Synergy can be defined as a concept which states that the combined return of the whole is far greater than the sum of returns from the individual parts. The additional value that is generated after two or more firms combine their assets, expertise and experience is synergy, which represents the extra value generated compared to a situation where the firms operated independently.  When two entities are combined, it leads to creation of a new and more valuable entity.

Businesses around the world have often paid billion of dollars as premiums while acquiring or buying-out other companies, in order to reap the benefits of synergy. For example, Facebook recently paid over $2 billion for Instagram. Some analysts believe that Facebook overpaid for the acquisition, but they underestimate the value of synergy. Analysts have a good reason to be skeptical, since it is difficult to place a monetary value on synergy, since historically the value of a merger is assessed monetary.

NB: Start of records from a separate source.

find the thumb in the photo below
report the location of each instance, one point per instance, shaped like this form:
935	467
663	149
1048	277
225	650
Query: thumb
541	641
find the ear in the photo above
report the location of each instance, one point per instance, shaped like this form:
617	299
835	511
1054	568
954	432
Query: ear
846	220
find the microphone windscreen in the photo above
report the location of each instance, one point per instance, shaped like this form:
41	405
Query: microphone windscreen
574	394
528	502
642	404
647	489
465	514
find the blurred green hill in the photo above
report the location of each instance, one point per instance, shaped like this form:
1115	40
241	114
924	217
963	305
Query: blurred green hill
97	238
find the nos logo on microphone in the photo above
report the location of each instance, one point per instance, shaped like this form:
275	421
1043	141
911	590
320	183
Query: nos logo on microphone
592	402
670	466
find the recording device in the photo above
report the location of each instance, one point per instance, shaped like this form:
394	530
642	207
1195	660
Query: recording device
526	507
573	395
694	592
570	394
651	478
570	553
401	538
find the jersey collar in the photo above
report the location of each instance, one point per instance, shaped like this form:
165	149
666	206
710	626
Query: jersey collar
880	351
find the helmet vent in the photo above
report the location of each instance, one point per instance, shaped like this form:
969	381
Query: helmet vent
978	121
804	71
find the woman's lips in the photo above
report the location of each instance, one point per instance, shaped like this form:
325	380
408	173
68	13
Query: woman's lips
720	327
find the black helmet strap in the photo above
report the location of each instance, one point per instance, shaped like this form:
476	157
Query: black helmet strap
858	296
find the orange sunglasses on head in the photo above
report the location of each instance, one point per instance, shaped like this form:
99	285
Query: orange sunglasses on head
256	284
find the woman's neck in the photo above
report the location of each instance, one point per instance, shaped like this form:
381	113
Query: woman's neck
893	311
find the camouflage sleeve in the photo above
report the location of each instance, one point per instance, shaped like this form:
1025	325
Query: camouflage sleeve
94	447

Synergies have two main categories: Operating synergies impact and enhance the operations of the combines firm, owing to economies of scale, monopolistic power over prices and increased growth potential. Consequently, operational synergies increase company’s cash flow in the longer run. Financial synergies bring the benefit of tax breaks/benefits, diversification into other areas of business and increased debt capacity, which might allow the company to grow drastically, since acquiring finance for new projects is easier after the merger. Financial economies of scale also play a part in enhancing company potential to make efficient use the capital resources. 

Valuing Synergies

Some experts claim that synergy is too nebulous too be measured monetary or otherwise, since all of assumption have to be taken in order to do so. Although estimated are drawn before mergers and acquisition takes place, since companies cannot be expected to spend million, if not billions of dollars based on an assumption with substantial research. Two fundamental question need to be explored before a company acquired another company hoping for synergy:

  1. How much will the synergy add to the company in terms of revenues, profits and how the growth factors will improve once the companies are merged. Anticipated rate of return, profit margin, cost reduction, and overall financial position of the company needs to be determined before a decision is taken.
  2. The company also needs to evaluate the impact on cash flows. Since synergies often start to benefit companies over time, a timeframe needs to be developed. If the benefit of a synergy won’t be visible until couple decades, the value of synergy is significantly less, compared to the one which starts the venture immediately.